As a small business owner is there such thing as a perfect team? I don’t know what your definition of perfect is, but to me, when a company has a perfect team, it has:
- All of the technical skills needed to run the business.
- A mix of people that all match and enhance the culture you wanted to create.
- Depth in each position so that if someone leaves or is sick, there is more than enough talent and capacity to get all the work done.
- Unity in the goals and mission of the business.
The worst problem for a small business owner is a revolving door of employees. When we lose one of our 5-10 person office, we are losing a double-digit percentage of our team. And how many small businesses have depth in each position to cover the unplanned hole?
And why is every hole unplanned?
There are usually warning signs all over the place when someone quits. It is rarely a total shock that we couldn’t see coming.
And how many times have we known ourselves that a team member was a poor fit for many different reasons, but because we are thin in staff, we ignore it? We don’t want to have a hole, planned or not, so we live with the problems.
Those too are warning signs.
It truly can become a double-edged sword:
- They realize they are a poor fit and leave, creating a hole.
- You realized they are a poor fit and keep them, creating a problem with the rest of the team, customers, or vendors….and eventually lose someone.
The Cost of Employee Retention
Why do we ignore the warning signs and end up with the gaping hole? In all of my discussions with business owners, I would say the most common reason that we play whack a mole with open positions in our companies, is perceived cost.
It costs more to have to recruit and hire someone else.
It costs more to hire depth and have more staff than you need.
It costs more to give regular raises and to have a lot of benefits.
It costs more to hire in advance of growth so that you are ready for it.
It costs more to have overlap for planned holes so that the replacement can be fully ready and trained to take over.
It costs more to do it right.
Until we avoid the warning sign and have the domino effect of open positions. What is the cost of waiting and managing around holes? It does depend on the position, but it is almost never a gain.
When we wait too long and have unplanned holes in our team, it really costs more!
It costs even more to hurry up and hire – we spend more on ads, we interview anyone and everyone, and we increase the chance of making a mistake in our haste and perpetuate the problem.
It costs more when we turn down a job because we do not have the team to execute well.
It costs even more if we take the job and do it poorly causing us to get fired or never be hired again.
It costs even more when we burn out the rest of our team because they are always having to cover a hole that may or may not be in their area of expertise.
It costs even more to get our newest new person onboarded and trained.
It costs even more when our new employee isn’t efficient yet and impacts our margins.

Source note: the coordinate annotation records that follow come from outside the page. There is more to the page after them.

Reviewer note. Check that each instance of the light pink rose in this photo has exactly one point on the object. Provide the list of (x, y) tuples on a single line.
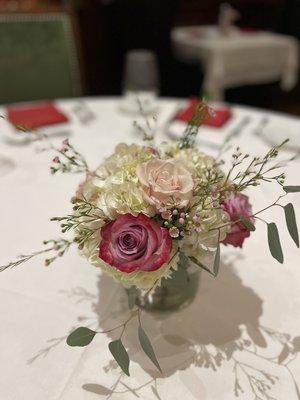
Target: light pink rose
[(166, 181), (238, 204), (135, 244)]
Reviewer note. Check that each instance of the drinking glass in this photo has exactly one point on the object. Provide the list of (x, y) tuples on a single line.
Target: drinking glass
[(140, 83)]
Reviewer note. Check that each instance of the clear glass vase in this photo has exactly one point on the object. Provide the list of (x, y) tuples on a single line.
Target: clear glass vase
[(173, 293)]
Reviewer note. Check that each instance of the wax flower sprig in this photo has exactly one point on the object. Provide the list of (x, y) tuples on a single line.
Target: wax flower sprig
[(148, 207)]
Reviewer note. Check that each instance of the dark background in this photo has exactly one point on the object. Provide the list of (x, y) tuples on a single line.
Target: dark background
[(107, 29)]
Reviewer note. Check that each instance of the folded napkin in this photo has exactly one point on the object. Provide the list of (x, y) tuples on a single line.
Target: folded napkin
[(35, 115), (222, 114)]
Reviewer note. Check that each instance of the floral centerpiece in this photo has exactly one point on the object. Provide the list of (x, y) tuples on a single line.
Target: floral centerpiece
[(152, 216)]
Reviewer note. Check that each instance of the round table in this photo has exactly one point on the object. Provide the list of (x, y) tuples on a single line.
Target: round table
[(239, 336), (242, 58)]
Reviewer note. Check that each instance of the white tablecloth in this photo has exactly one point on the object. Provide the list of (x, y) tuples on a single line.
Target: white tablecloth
[(243, 58), (237, 333)]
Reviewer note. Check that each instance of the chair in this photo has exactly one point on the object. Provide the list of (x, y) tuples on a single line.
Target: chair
[(38, 58)]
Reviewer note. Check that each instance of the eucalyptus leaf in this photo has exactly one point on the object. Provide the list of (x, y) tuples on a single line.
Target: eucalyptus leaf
[(291, 189), (198, 263), (247, 223), (120, 355), (147, 347), (274, 242), (217, 260), (291, 222), (81, 337)]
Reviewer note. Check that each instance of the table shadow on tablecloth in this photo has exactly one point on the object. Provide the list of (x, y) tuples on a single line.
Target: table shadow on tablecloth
[(221, 327)]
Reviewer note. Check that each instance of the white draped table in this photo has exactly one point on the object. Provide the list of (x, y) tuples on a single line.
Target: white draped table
[(240, 335), (242, 58)]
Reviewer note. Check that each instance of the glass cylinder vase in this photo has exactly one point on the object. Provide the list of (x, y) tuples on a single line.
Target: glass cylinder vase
[(173, 293)]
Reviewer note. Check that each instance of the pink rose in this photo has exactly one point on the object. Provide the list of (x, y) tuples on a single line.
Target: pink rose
[(166, 182), (135, 244), (238, 204)]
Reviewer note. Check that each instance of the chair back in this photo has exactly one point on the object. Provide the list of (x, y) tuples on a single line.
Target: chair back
[(38, 58)]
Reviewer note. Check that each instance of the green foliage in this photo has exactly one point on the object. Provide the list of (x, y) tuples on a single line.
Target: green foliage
[(147, 347), (217, 260), (120, 355), (131, 292), (291, 222), (274, 242), (81, 337), (247, 223)]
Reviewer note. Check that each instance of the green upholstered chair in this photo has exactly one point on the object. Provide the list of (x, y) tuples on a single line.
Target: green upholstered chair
[(38, 58)]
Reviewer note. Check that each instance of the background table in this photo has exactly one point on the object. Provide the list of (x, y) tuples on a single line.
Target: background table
[(243, 58), (238, 331)]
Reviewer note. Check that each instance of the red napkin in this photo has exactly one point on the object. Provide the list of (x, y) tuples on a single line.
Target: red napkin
[(32, 116), (222, 114)]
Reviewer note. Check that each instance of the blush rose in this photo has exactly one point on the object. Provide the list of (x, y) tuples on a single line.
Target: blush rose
[(135, 244), (238, 205), (165, 182)]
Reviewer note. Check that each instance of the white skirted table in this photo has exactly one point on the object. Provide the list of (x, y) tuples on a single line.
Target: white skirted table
[(241, 335), (242, 58)]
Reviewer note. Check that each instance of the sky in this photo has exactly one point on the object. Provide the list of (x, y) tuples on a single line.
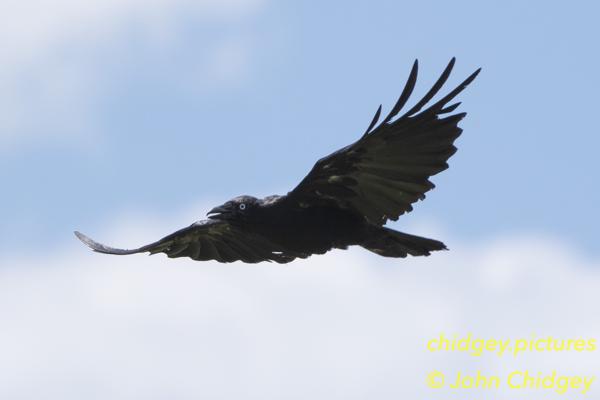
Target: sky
[(128, 119)]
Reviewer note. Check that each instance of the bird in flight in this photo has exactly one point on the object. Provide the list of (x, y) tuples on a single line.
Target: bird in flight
[(345, 200)]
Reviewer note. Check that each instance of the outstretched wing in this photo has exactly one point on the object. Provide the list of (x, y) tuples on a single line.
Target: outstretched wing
[(388, 168), (207, 240)]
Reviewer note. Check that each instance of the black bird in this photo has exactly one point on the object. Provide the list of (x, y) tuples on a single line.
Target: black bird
[(345, 199)]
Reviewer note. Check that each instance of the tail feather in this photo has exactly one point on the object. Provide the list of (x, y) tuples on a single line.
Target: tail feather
[(390, 243)]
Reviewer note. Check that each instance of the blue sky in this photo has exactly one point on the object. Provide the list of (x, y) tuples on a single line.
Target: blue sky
[(127, 120), (144, 118)]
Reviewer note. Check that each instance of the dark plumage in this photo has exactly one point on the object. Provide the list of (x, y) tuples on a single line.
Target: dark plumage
[(344, 200)]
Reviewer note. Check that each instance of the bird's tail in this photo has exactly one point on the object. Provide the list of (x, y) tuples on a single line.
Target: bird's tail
[(390, 243)]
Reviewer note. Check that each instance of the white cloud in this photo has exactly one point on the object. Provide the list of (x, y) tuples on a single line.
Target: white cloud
[(52, 55), (347, 325)]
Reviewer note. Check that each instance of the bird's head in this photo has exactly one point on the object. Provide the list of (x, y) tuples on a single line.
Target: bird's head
[(238, 208)]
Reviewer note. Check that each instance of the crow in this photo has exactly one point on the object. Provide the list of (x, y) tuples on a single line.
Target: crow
[(346, 199)]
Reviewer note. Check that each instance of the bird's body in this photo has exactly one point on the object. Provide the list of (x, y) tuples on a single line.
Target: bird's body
[(345, 200), (305, 230)]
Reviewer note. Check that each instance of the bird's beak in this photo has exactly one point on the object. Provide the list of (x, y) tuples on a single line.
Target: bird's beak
[(217, 210)]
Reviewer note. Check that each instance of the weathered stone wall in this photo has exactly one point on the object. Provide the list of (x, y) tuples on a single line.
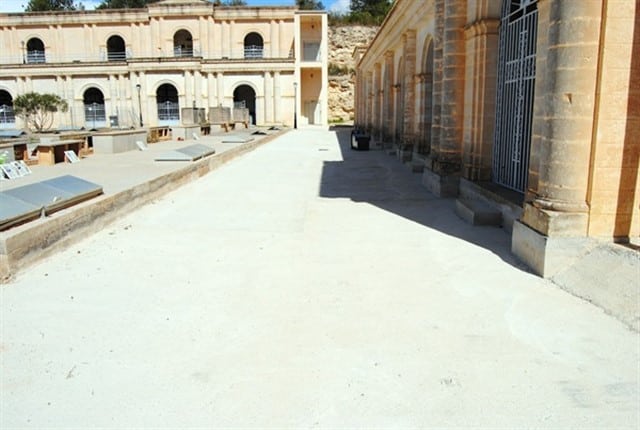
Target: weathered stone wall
[(342, 42)]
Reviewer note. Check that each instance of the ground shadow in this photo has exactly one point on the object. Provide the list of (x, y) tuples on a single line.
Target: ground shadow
[(381, 180)]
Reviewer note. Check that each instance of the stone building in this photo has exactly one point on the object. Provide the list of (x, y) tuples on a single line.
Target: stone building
[(527, 111), (135, 67)]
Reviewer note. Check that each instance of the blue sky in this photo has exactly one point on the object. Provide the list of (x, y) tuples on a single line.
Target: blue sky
[(338, 5)]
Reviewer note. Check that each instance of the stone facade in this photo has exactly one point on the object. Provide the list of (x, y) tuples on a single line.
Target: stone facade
[(138, 67), (342, 39), (532, 99)]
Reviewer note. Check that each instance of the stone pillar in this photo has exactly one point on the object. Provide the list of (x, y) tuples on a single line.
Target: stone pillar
[(224, 40), (220, 92), (438, 41), (197, 88), (441, 176), (387, 105), (277, 97), (479, 105), (369, 98), (268, 98), (556, 215), (408, 86), (274, 38), (211, 91), (377, 100)]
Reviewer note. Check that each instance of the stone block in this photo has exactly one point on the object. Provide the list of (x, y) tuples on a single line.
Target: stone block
[(476, 212), (546, 256), (554, 223), (441, 186)]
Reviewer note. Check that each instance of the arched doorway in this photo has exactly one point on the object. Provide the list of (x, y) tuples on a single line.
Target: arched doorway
[(424, 147), (35, 51), (253, 46), (7, 118), (94, 111), (245, 97), (168, 105), (515, 94), (116, 50), (182, 44)]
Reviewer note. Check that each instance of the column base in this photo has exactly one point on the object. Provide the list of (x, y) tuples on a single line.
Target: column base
[(545, 255), (441, 186), (556, 223)]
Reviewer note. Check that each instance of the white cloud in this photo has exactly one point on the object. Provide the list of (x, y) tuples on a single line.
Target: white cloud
[(8, 6), (340, 6)]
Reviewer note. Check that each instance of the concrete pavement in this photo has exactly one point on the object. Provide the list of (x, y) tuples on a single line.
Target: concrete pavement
[(306, 286)]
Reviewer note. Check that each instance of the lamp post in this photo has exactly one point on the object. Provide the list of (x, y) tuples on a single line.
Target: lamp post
[(295, 105), (139, 88)]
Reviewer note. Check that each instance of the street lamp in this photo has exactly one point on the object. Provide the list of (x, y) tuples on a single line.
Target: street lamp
[(139, 88), (295, 105)]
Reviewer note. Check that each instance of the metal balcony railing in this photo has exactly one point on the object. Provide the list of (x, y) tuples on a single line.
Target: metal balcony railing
[(251, 52), (244, 53)]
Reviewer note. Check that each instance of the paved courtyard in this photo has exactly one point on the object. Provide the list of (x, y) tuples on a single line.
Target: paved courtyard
[(304, 285)]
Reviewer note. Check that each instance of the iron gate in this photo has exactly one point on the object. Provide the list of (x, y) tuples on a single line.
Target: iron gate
[(516, 83)]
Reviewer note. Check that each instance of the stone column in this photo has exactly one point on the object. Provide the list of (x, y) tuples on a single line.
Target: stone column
[(211, 91), (449, 158), (480, 95), (268, 98), (369, 99), (224, 40), (437, 82), (274, 38), (388, 99), (557, 213), (409, 87), (220, 92), (277, 97), (442, 174)]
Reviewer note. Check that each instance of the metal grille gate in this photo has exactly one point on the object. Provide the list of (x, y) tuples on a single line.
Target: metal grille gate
[(516, 82)]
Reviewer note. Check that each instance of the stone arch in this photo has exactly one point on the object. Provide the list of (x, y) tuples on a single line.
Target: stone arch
[(253, 45), (168, 103), (244, 95), (35, 51), (7, 117), (182, 43), (116, 48), (94, 108)]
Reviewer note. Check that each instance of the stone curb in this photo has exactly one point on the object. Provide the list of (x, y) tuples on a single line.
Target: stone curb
[(32, 242)]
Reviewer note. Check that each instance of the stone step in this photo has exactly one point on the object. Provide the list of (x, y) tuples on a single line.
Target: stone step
[(477, 212), (416, 166)]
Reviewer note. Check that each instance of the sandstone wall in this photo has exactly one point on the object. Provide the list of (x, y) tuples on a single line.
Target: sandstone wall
[(342, 41)]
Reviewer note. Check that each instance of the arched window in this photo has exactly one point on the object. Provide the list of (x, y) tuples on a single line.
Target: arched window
[(253, 46), (168, 105), (7, 118), (244, 97), (94, 111), (35, 51), (182, 44), (116, 50)]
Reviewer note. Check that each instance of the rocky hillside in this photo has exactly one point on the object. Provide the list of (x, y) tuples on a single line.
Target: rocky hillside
[(342, 41)]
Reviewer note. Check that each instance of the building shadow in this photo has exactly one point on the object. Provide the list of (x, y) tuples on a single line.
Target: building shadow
[(376, 178), (627, 188)]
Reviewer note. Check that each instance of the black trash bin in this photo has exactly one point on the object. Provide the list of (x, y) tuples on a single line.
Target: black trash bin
[(360, 141)]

It costs even more when we as owners are stressed, filling holes ourselves, and distracted from what the business actually does to create quality work.
Which Costs More?
At any given position, and point in time, it may feel like a toss-up. But, I promise, over time, over the life of your business, having strong employee retention not only saves you money, but it also makes you money.
For a small business to scale, having a strong, trained, resilient team makes all of the difference in the world. By building a team of talent that believes in what the company is doing, is motivated to be a strong contributor, and has learned your business and services, you will grow with less pain. Customers will be taken care of and will buy again and again. They will tell their friends and colleagues about your company.
Your employees will tell their friends about their job and help recruit for you.
Your stress will be reduced because you are growing with a solid foundation to support you.
It is short-sighted to think about your team as an expense, rather than an investment. Even support staff enables other team members to take care of revenue-generating activities.
The first step in employee retention is to think of every employee as an asset, not a cost.